Tem um tipo de pessoa que entra na sala e o clima muda. É aquele colega que ri alto, faz amizade na fila do supermercado e topa sair só porque alguém prometeu que "vai ser engraçado". No segundo episódio da nossa série sobre temperamentos, o tema foi o perfil sanguíneo no ambiente de trabalho — o CEO da simpatia, o cara que agrada todo mundo e sai sorrindo até no quinto quilômetro da corrida. A gente já puxou esse fio em Colérico: a arte de mandar e ser odiado, o primeiro episódio da série, então faz sentido ter os dois na cabeça.
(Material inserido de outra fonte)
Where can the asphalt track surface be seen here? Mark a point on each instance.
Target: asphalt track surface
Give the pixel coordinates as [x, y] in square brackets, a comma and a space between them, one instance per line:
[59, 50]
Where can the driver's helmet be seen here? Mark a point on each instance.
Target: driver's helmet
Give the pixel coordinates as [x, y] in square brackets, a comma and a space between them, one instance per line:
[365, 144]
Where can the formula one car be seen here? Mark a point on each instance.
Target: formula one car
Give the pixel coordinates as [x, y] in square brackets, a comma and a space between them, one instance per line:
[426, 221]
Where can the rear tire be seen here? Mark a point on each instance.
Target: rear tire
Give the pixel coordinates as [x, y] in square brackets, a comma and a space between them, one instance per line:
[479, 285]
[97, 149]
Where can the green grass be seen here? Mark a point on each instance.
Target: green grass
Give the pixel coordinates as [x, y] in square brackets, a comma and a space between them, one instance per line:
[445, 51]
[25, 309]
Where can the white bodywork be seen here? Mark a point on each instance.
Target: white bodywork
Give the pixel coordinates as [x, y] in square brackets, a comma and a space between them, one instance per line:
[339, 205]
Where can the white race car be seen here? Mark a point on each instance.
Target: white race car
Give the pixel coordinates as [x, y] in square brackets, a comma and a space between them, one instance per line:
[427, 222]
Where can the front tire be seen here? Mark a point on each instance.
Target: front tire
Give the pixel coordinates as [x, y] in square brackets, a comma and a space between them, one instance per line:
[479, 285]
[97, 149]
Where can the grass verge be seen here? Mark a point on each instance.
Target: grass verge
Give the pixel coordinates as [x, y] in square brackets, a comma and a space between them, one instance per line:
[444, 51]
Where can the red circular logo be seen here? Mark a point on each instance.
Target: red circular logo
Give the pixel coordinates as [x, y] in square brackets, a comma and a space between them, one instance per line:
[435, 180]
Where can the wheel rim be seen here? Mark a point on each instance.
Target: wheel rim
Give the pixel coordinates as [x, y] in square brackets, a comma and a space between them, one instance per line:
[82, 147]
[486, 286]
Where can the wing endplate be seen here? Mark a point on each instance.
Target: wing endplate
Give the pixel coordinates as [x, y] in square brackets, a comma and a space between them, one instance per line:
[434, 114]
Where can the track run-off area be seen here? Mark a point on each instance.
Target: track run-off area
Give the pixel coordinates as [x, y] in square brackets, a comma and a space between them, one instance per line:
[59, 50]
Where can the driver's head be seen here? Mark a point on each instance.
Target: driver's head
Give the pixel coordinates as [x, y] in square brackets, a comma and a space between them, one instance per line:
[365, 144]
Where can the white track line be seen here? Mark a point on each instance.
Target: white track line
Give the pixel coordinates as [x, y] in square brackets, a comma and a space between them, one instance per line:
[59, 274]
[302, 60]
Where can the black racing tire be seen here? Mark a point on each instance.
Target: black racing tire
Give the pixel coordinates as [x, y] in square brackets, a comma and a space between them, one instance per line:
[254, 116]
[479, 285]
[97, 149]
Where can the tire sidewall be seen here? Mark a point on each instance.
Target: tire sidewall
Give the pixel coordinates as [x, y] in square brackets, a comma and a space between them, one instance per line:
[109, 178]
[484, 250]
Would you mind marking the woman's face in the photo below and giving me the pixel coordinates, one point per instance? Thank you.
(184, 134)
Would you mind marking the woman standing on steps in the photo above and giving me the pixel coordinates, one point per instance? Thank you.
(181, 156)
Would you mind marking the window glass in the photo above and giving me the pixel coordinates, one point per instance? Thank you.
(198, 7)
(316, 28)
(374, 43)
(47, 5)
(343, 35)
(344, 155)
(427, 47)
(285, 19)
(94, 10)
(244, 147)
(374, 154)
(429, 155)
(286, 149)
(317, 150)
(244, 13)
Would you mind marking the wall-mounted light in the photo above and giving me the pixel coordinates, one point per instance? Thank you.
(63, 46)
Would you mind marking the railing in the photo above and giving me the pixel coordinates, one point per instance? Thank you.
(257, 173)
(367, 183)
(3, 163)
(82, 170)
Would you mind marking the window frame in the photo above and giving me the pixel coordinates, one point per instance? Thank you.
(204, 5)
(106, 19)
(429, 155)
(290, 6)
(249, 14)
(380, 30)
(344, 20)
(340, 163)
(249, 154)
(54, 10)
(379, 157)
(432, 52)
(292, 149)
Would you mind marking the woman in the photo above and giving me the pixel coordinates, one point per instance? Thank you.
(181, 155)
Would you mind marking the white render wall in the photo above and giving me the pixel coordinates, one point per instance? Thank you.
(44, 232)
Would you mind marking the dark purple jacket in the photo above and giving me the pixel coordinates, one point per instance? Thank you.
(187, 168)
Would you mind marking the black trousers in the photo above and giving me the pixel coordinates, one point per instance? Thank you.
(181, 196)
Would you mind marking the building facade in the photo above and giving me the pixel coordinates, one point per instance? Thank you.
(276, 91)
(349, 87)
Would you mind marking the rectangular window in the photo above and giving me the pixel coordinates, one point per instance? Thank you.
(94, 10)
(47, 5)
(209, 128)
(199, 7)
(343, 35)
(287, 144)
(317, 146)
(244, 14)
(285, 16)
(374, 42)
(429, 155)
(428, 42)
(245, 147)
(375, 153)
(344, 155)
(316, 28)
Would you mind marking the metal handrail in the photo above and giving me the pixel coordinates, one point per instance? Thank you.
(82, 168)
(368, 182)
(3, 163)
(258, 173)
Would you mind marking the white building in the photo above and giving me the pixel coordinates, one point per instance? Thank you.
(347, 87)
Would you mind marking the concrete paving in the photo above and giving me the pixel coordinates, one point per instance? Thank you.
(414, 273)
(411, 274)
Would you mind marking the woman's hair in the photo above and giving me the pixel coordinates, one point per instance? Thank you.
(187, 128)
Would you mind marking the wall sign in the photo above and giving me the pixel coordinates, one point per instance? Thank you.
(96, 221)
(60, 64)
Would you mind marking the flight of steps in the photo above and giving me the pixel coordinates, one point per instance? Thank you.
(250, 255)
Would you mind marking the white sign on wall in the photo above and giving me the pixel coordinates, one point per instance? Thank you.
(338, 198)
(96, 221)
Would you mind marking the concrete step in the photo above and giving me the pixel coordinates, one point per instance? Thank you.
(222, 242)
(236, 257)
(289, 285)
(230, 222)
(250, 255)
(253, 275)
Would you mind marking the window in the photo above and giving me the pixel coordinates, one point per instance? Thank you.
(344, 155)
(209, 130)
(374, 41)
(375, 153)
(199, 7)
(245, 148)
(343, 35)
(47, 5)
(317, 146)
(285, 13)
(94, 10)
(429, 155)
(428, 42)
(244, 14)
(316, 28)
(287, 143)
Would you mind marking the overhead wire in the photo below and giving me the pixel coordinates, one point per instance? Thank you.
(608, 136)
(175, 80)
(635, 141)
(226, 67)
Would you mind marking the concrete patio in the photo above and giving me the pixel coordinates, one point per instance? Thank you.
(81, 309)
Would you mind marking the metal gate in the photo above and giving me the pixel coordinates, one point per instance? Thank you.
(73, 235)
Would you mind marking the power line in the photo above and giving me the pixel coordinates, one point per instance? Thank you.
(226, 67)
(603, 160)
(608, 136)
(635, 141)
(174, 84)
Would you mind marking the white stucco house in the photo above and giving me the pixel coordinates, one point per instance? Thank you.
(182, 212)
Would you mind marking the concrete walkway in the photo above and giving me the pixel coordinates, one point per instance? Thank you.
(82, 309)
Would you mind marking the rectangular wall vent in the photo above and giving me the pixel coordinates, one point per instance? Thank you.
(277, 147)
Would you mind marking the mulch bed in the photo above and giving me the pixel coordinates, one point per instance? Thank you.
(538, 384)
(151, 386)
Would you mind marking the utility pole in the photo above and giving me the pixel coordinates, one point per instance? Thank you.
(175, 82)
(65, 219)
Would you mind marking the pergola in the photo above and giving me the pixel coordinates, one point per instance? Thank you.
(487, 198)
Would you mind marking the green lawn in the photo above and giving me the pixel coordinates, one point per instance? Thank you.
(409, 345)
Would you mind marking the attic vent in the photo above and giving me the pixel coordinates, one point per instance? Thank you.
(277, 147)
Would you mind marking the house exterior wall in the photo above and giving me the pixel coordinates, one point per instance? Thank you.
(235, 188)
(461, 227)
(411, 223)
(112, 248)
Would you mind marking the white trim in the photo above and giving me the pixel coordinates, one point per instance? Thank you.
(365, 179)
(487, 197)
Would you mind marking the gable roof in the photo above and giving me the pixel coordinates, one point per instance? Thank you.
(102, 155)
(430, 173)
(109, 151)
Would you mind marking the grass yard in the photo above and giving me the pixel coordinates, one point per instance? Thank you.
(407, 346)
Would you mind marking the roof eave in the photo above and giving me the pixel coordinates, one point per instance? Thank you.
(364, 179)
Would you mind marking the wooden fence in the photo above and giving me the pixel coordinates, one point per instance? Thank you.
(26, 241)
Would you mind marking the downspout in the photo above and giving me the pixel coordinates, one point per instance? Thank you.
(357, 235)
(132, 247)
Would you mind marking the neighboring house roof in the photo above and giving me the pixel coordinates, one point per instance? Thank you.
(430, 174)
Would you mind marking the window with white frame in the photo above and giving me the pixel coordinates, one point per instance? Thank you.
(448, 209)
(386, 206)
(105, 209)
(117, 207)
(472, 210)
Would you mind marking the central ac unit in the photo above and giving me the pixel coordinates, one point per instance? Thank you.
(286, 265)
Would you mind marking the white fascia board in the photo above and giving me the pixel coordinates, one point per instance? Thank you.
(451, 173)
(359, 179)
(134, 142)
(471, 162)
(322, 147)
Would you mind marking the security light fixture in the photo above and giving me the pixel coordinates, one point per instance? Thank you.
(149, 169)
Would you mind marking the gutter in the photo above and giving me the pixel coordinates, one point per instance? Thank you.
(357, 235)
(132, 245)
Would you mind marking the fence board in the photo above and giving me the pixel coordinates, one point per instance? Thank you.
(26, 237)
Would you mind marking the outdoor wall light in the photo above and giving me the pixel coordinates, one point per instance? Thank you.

Sanguíneo é foco em pessoas. Extrovertido, comunicativo, carismático, movido a emoção e relação. O lado bom é óbvio: ninguém transita melhor entre áreas, ninguém acalma melhor uma sala em crise. O lado de atenção também: desorganização, dificuldade com rotina e uma facilidade enorme de se perder no meio da própria história.
E tem um ponto que vale fixar antes de tudo: o segredo não é consertar o sanguíneo, é direcioná-lo. Dados da Gallup mostram que times que focam nos pontos fortes todos os dias são até 12,5% mais produtivos — exatamente o oposto da lógica corporativa de marretar gente dentro de uma caixinha.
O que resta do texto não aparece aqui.